Pengertian ibadah secara generalisasi berarti semua perilaku dalam
semua aspek kehidupan yang sesuai dengan ketentuan Allah swt yang
dilakukan dengan ikhlas untuk memperoleh ridho Allah swt ibadah
dalam pengertian inilah yang dimaksud dengan tugas manusia.
Akhlak bentuk jamak dari khuluq, kata ini serumpun dengan
“khalqun” yang bermakna ciptaan. Khalqun adalah ciptaan Allah yang
bertalian dengan jasmani. Sedangkan Khuluqun adalah ciptaan Allah
yang bertalian dengan rohani.
Hubungan antara iman, ibadah dan akhlak yaitu saling memberi
pengaruh. Dimana iman sebagai landasan utama merupakan sumber
kekuatan yang memberikan pengaruh terhadap bermakna tidaknya
sebuah perbuatan ibadah dan akhlak yang baik dihadapan Allah.

10
2. SARAN
Diharapkan kepada pembaca agar dapat memperjelas yang
disampaikan, juga dapat mengembankannya dengan baik dan benar.

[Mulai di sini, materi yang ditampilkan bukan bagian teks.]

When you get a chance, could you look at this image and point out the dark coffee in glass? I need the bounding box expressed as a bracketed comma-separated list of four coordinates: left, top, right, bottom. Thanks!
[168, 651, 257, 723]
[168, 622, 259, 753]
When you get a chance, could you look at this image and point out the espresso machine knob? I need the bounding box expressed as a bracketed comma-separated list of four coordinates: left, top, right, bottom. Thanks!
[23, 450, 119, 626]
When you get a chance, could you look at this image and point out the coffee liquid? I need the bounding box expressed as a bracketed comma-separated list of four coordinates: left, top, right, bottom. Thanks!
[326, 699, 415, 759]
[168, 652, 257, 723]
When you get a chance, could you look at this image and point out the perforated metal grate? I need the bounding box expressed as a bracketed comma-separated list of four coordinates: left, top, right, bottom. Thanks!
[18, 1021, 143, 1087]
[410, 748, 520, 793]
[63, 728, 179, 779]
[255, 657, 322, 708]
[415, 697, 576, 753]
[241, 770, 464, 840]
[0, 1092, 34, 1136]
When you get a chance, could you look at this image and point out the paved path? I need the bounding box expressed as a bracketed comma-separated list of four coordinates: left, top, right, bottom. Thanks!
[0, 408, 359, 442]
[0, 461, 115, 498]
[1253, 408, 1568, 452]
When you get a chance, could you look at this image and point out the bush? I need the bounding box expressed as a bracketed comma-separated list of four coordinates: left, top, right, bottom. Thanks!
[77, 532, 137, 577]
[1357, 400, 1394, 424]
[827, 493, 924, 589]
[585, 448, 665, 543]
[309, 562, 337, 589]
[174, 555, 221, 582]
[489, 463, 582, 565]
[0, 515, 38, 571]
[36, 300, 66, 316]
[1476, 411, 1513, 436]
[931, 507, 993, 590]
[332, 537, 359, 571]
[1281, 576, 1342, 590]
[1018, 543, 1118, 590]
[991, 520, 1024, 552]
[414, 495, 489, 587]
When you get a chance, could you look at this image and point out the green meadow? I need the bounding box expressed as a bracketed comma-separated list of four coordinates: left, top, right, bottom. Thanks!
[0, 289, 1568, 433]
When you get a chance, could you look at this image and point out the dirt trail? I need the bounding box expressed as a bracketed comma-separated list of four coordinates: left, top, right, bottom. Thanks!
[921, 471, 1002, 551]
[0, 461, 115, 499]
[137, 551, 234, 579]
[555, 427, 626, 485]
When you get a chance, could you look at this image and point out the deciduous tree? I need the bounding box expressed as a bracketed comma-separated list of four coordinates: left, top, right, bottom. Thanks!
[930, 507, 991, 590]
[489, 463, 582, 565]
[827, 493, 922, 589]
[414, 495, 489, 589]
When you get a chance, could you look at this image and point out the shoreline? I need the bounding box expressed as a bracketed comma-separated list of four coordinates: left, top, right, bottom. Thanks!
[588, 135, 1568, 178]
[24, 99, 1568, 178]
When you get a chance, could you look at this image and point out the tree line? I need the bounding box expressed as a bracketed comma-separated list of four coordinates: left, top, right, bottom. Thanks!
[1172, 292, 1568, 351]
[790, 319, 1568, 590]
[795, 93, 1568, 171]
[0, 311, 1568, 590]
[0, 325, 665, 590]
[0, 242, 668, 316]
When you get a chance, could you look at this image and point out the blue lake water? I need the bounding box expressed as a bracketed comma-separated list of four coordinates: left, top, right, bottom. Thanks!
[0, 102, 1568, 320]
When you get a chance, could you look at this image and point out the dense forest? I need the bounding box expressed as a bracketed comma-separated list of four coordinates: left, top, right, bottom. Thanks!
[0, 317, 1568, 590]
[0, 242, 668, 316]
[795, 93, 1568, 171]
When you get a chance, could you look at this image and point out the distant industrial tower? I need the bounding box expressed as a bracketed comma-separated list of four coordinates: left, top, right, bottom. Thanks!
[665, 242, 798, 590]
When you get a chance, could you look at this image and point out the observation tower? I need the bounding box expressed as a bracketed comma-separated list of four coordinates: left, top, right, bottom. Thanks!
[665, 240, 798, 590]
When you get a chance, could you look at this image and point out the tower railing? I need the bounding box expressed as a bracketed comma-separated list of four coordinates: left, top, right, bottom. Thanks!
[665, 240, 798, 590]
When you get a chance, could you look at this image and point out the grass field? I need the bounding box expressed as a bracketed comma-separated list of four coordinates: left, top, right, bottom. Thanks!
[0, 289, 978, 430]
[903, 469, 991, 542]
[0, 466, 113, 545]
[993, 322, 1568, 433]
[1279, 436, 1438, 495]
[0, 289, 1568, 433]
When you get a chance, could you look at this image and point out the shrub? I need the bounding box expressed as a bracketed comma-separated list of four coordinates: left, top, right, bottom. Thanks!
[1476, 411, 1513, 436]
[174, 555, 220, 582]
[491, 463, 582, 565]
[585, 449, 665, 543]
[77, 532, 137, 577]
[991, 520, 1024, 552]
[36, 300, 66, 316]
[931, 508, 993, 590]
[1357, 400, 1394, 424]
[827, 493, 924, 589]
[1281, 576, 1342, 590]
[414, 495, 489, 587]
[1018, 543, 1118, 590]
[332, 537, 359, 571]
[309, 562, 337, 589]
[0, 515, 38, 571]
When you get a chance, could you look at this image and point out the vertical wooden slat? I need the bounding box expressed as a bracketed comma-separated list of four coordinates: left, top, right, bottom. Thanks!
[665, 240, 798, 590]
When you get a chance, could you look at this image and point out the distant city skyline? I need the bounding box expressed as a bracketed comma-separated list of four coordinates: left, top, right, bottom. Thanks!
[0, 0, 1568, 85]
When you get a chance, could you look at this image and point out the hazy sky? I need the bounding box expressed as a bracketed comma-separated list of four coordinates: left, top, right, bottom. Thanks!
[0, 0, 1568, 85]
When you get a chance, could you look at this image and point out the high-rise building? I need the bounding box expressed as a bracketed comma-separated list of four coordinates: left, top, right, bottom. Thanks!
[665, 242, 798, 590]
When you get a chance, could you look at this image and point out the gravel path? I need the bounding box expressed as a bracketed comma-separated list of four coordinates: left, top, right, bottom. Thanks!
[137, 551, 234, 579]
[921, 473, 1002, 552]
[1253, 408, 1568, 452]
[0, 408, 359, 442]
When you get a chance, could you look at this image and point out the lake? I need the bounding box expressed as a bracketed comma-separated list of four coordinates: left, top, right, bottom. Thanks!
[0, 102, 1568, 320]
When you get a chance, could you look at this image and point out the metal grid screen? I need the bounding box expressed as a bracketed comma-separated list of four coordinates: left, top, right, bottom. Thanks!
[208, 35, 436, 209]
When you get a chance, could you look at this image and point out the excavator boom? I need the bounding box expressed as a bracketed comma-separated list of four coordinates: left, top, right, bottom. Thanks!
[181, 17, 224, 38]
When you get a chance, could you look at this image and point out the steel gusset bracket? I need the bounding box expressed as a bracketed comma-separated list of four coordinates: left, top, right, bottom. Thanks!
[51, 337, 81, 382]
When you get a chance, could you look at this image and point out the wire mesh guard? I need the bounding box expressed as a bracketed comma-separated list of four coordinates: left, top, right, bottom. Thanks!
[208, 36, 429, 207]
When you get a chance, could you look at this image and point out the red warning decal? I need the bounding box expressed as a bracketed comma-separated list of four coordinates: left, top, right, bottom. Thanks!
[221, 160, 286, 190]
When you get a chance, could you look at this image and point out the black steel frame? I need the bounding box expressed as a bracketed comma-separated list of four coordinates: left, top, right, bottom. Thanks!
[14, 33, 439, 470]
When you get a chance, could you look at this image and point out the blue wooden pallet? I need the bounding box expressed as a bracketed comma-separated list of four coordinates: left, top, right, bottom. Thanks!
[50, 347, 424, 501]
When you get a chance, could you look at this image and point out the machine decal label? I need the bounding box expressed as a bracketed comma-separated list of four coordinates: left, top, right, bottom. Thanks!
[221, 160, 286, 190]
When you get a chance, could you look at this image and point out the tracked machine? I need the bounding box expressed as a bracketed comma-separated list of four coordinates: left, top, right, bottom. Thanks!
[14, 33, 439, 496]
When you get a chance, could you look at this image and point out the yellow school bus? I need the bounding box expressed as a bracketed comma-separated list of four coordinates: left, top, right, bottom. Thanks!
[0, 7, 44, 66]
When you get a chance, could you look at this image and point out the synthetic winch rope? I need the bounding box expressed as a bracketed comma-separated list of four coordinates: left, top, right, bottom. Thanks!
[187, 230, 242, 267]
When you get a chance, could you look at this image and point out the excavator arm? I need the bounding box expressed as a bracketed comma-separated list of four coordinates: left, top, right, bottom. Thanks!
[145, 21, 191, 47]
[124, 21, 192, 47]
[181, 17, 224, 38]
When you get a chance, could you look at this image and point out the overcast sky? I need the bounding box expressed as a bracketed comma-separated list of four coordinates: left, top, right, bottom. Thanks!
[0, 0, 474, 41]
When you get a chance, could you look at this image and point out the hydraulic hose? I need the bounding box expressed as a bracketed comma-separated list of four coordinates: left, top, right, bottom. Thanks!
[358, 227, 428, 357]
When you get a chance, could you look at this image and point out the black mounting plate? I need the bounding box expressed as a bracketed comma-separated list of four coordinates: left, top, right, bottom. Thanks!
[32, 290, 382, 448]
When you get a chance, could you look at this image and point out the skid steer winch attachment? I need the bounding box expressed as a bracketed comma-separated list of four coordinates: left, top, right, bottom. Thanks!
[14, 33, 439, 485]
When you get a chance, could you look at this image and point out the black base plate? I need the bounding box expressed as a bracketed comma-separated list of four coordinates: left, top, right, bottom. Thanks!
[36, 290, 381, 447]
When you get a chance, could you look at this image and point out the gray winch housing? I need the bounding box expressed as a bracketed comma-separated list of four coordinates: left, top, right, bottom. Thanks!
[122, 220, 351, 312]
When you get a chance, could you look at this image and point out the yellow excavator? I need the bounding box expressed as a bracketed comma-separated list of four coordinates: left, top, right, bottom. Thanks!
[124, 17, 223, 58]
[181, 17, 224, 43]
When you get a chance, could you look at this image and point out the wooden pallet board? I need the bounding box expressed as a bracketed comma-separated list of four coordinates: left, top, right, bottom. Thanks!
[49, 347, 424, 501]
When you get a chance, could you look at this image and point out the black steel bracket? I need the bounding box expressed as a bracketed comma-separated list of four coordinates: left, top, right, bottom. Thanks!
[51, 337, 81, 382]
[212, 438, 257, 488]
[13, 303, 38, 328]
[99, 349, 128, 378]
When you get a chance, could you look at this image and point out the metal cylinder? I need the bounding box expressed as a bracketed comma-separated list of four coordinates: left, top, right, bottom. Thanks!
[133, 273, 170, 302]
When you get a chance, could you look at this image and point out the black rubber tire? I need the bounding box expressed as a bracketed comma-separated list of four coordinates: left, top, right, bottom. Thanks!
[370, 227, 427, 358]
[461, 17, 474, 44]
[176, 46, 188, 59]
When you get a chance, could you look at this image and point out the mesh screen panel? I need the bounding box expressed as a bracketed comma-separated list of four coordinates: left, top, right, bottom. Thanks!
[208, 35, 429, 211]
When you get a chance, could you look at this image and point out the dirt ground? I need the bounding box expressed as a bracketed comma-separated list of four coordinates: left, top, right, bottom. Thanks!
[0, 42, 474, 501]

Akhir kata kami Tim Pemakalah berharap agar makalah ini dapat
bermanfaat bagi kita semua. Kritik dan saran yang bersifat
membangun akan kami terima dengan senang hati.

G. DAFTAR PUSTAKA
Sudirman, Pilar-Pilar Islam Menuju Kesempurnaan Sumber Daya
Manusia, Uin-Maliki Press, Malang, 2011.
Abdurrahman, Muhammad. Akhlak menjadi seorang muslim berakhlak
mulia, jakarta: Rajawali Pers, 2016.